I caught Diane Rehm on Sirius coming home today and was surprised to hear the gentle southernisms of one Senator Jim DeMint (R-SC) talking about his new book on morality, religion and values. Of course I was drawn in and managed to suppress the vague feeling of creepiness that kept coming and going in waves enough to be able to make it to the end of the show.
Senator DeMint was described as the most conservative member of Congress and delivered on that description in his interview. After a short intro on his endorsement of Mitt Romney and a discussion of the currently pending economic stimulus package, DeMint sketched his thesis: anyone who expresses religious values is oppressed by the government; that the reduction in religiosity in America since the 60s has been accompanied by the erosion of the greatness of our society; that the government promotes immorality through various policies; and that the “Democrat Party” was in opposition to good values (he sort of apologized when someone pointed out that “Democrat Party” was a slur and that the party is the “Democratic Party,” though he said that we are a democratic nation and he didn’t associate that with Democrats, thus compounding his slur while claiming he would try to do better)
Now, I can safely say that Jim DeMint has some serious problems with facts, categories and logical argumentation. But that’s to be expected. For instance, he floats the case about a parent in Massachusetts who was incensed that same-sex relationships were mentioned in his child’s school. He then claimed that the parent was arrested for speaking out about this “immoral” education, when in reality (as Diane Rehm’s stand-in from the BBC noted) the parent was arrested for refusing to leave the school premises. DeMint continued on a strange quest to conflate the notion that free speech was being thwarted when people were unable to change policy, as opposed to the commonsense notion of free speech having to do with speech acts, written or verbal.

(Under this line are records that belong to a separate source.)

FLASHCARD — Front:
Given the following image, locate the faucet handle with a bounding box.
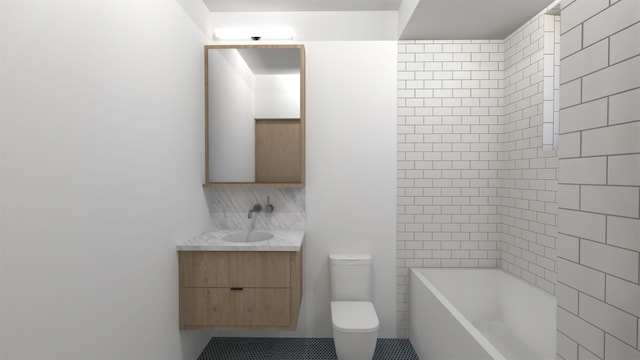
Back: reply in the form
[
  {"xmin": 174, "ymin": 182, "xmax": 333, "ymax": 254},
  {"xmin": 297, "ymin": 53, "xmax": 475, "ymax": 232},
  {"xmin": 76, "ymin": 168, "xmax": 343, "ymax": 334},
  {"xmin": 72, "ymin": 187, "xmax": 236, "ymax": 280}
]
[{"xmin": 264, "ymin": 196, "xmax": 273, "ymax": 213}]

Many callers questioned his statistical claims concerning a range of issues, as well. When pressed on why he claimed abstinence education was being blocked by evil secular government forces, for instance, rather than the recent discovery that they didn’t much work, he claimed that the Heritage Foundation had statistics that showed that if you combined abstinence education with a commitment on the part of parents to furthering the abstinence cause, that then you might get a 75% reduction in out-of-wedlock pregnancies. Fair enough, but he is completely redefining the problem. I could achieve the same results with secular humanist education: if you get pregnant before you are ready, it will have negative consequences to you, your partner, your parents and society. Don’t do it. Given good basic values of respect for oneself and others, care for others, and belief that harming others is wrong, you get precisely the same result.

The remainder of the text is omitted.